Pouncey (University of Florida) kicked and punched Garrett repeatedly after Garrett ripped off Pittsburgh quarterback Mason Rudolph’s helmet then hit him in the head with it in the final seconds of a 21-7 Cleveland victory. Pouncey raced to Rudolph’s defense, attacking Garrett while Garrett was being held on the ground by Steelers offensive guard David DeCastro.
The league initially hit Pouncey with a three-game ban but reduced it to two on appeal. His teammates rallied to his defense, sporting “Free Pouncey” sweatshirts before Sunday’s rematch with the Browns then stopping by his house to award him the game ball following a 20-13 victory that gave Pittsburgh’s playoff hopes a significant boost.
“I think the guys knew, my teammates know I ride with you no matter what,” Pouncey said. “A lot of great came out of it.”
The Steelers (7-5) beat Cincinnati and Cleveland with B.J. Finney filling in. Pouncey credited Finney, who will be a free agent in March, for earning “a lot of money for himself” while Pouncey served his suspension.
“He played outstanding, man, honestly,” Pouncey said.
Pouncey, meanwhile, sat at home watching his teammates on TV. It wasn’t an entirely new experience. He missed all but a handful of snaps in 2013 after tearing an ACL in the opener against Tennessee, and sat out all of 2015 after breaking his leg during the preseason.

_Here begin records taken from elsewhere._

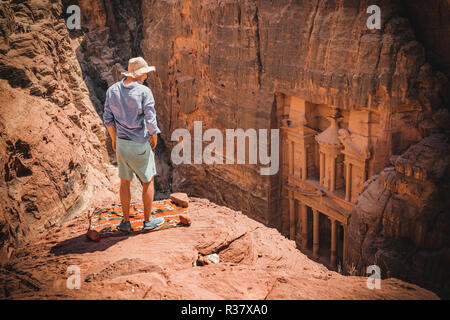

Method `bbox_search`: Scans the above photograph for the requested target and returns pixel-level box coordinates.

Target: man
[103,57,164,232]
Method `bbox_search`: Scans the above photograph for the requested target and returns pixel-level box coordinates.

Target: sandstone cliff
[0,0,449,299]
[141,0,448,225]
[402,0,450,79]
[0,0,116,262]
[346,133,450,297]
[138,0,449,295]
[61,0,174,199]
[0,197,438,299]
[0,0,153,262]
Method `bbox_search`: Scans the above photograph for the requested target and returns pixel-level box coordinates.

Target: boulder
[170,193,189,207]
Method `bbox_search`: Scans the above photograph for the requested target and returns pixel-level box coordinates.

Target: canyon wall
[401,0,450,79]
[61,0,173,199]
[1,0,449,297]
[346,133,450,297]
[0,0,174,263]
[140,0,449,296]
[0,0,118,262]
[141,0,447,224]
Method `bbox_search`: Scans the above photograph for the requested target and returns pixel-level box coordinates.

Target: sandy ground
[0,197,439,300]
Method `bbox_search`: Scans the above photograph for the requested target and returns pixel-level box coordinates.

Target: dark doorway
[307,206,314,250]
[268,93,285,230]
[337,223,345,270]
[319,214,331,262]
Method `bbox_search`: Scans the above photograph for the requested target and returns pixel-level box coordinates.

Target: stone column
[320,152,324,186]
[330,155,336,192]
[325,153,330,190]
[302,145,307,180]
[330,218,337,267]
[342,225,347,269]
[345,162,352,201]
[313,209,319,259]
[300,203,308,249]
[289,139,293,176]
[289,191,295,240]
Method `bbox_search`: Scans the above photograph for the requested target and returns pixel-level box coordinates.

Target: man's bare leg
[142,177,154,221]
[120,179,131,222]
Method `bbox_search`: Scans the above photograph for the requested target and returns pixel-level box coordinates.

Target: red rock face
[402,0,450,79]
[0,0,165,262]
[1,0,449,299]
[140,0,448,224]
[0,1,117,262]
[346,134,450,298]
[138,0,449,296]
[67,0,174,199]
[0,198,439,299]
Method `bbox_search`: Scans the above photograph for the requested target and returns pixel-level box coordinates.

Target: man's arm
[106,124,117,151]
[149,133,158,149]
[143,89,161,149]
[103,88,117,151]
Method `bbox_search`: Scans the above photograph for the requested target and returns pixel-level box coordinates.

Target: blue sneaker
[143,216,165,230]
[118,220,132,232]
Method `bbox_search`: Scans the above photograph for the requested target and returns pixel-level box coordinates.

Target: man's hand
[112,138,116,152]
[106,125,117,152]
[149,134,157,149]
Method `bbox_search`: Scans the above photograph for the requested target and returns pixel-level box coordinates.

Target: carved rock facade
[141,0,449,296]
[1,0,449,298]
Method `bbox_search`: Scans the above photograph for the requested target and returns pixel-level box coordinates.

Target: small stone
[86,229,100,242]
[179,213,191,226]
[170,193,189,207]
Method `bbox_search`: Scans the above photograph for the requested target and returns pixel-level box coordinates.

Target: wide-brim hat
[121,57,156,78]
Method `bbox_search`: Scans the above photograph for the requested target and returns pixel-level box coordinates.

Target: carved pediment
[338,128,371,161]
[284,115,318,138]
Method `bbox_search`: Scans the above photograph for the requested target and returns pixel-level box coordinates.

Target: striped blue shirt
[103,78,161,143]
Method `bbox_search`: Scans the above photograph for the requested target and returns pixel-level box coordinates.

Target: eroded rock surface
[138,0,450,297]
[0,0,119,262]
[0,198,438,300]
[141,0,448,225]
[347,134,450,298]
[1,0,449,300]
[61,0,174,200]
[0,0,148,262]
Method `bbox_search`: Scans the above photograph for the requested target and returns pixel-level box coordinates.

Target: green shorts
[116,137,157,183]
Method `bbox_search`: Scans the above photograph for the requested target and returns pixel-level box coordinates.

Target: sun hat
[121,57,156,78]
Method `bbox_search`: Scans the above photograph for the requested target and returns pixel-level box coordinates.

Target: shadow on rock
[50,234,130,256]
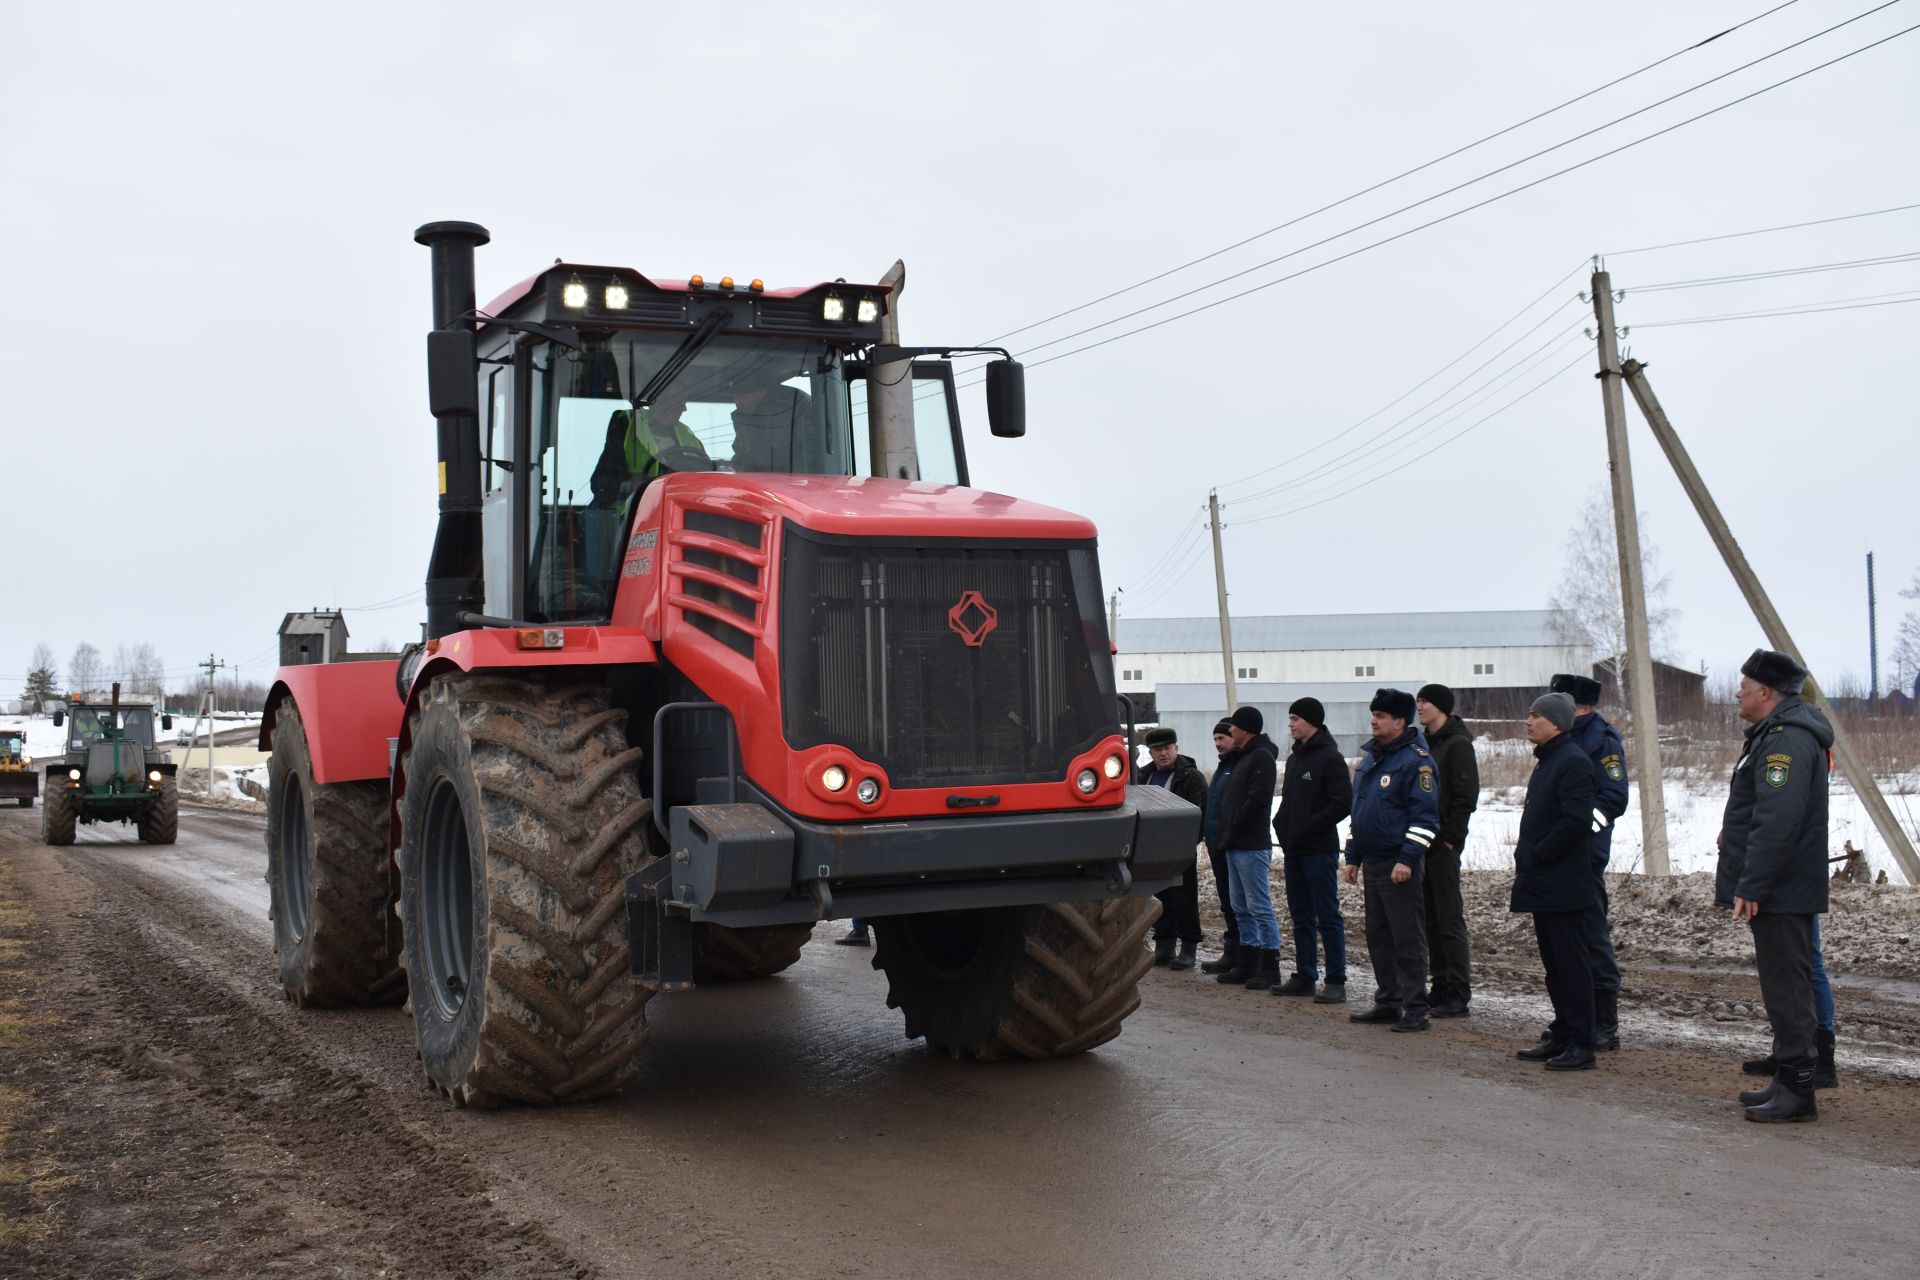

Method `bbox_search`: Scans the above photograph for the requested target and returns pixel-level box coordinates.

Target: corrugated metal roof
[279,612,348,636]
[1157,680,1388,712]
[1117,609,1566,654]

This time, however, was different. He would send his teammates supportive texts but otherwise stayed away. He would flip on the TV and run on the treadmill during games to simulate — in some small way — game-like conditions. The suspension forced him to work out at local gyms instead of the team’s practice facility. The fans he ran into had no issues with his response to Garrett.
“A couple said, ‘Add another kick, add another punch,’” Pouncey said. “But it was just funny to hear people. Everywhere I go, too, everyone goes like this, they put their fists up.”

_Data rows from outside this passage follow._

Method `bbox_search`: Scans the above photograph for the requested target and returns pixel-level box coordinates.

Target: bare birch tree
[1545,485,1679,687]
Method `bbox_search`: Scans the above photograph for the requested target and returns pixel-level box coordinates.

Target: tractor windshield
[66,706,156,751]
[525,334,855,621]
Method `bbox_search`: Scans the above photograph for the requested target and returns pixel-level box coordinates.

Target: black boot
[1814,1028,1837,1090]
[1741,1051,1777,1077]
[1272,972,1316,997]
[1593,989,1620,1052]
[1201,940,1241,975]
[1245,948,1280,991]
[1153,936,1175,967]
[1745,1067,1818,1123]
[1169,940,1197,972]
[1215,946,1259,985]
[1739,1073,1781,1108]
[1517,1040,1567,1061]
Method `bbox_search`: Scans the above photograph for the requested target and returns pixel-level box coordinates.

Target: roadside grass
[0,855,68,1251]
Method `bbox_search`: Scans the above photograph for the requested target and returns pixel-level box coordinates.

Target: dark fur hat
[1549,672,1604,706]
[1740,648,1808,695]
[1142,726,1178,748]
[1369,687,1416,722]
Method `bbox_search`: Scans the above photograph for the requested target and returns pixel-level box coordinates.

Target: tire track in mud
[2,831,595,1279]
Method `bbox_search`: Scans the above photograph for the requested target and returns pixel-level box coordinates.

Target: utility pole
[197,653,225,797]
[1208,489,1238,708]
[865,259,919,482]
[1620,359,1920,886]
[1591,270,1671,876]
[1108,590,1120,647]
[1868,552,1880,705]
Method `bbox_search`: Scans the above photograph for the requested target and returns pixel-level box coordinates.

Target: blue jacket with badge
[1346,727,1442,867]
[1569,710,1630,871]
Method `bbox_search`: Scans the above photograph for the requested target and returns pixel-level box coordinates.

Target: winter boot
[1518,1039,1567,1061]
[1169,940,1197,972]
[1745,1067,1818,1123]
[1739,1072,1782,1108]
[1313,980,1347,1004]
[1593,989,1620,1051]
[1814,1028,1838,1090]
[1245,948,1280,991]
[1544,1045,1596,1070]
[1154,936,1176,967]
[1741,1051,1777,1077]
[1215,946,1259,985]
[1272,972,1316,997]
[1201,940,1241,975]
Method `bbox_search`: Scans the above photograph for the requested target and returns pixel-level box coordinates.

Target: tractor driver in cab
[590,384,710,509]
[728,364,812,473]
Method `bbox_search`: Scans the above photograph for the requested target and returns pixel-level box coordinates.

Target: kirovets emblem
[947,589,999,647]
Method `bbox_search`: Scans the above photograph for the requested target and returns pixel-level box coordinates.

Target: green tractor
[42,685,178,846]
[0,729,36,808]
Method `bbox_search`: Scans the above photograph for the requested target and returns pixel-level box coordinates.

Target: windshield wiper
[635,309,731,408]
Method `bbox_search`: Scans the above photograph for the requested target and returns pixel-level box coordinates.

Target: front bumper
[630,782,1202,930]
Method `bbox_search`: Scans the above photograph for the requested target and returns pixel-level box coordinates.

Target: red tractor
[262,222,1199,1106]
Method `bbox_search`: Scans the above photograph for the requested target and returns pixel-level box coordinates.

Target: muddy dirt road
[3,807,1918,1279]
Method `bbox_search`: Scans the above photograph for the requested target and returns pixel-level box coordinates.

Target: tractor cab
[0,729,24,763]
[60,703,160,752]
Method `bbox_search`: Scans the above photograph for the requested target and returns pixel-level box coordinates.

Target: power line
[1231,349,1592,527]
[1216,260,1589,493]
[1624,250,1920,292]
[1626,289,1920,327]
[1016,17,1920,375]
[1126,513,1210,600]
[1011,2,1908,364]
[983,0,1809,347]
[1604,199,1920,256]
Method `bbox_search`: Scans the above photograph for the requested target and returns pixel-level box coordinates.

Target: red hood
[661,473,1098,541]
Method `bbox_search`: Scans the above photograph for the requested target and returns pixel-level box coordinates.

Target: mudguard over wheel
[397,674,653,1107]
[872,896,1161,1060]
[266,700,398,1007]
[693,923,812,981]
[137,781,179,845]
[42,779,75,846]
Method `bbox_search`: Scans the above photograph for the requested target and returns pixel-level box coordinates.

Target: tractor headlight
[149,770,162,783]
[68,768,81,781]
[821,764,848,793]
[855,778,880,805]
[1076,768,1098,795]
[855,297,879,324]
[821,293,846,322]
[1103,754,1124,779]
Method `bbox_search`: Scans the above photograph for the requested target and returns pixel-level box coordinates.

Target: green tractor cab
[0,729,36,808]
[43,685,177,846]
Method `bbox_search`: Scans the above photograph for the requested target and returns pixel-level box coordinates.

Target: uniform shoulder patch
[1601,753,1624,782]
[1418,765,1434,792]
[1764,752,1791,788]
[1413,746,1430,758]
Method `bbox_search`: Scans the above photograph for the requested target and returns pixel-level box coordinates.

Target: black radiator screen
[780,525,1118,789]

Pouncey doesn’t believe Garrett’s allegation that Rudolph used a racial slur just before their altercation started, an allegation Rudolph has repeatedly denied.
“C’mon, man, that’s not true at all,” Pouncey said. “But we are past that, honestly. You guys know Mason, you guys have been around him a long time … if you’re a racist, it would have been exposed.”
Rudolph lost the starting job in Pouncey’s absence to backup Devlin “Duck” Hodges. Hodges will get the nod again Sunday when Pittsburgh visits Arizona. Hodges called Pouncey “the ultimate teammate.”
One eager to help Pittsburgh’s patched together offense continue an unlikely playoff push.
“They played amazingly, two-game winning streak, that was awesome.,” Pouncey said. “The guys went out there, they protected well, they ran the ball well, so hey, they didn’t need me.”
Player of Week
Cincinnati defensive end Carlos Dunlap was named the AFC’s Defensive Player of the Week, an honor that wasn’t too surprising given his performance against the Jets.
Dunlap recorded seven tackles, a pass deflection, and most importantly three sacks. He looked like a one man wrecking crew at times, and he was a huge reason why the Jets could only muster six points against Cincinnati’s defense.
It’s the third time Dunlap has earned this award in his career. He is already the Bengals career sack leader with 78 (closely followed by defensive tackle Geno Atkins with 75.5).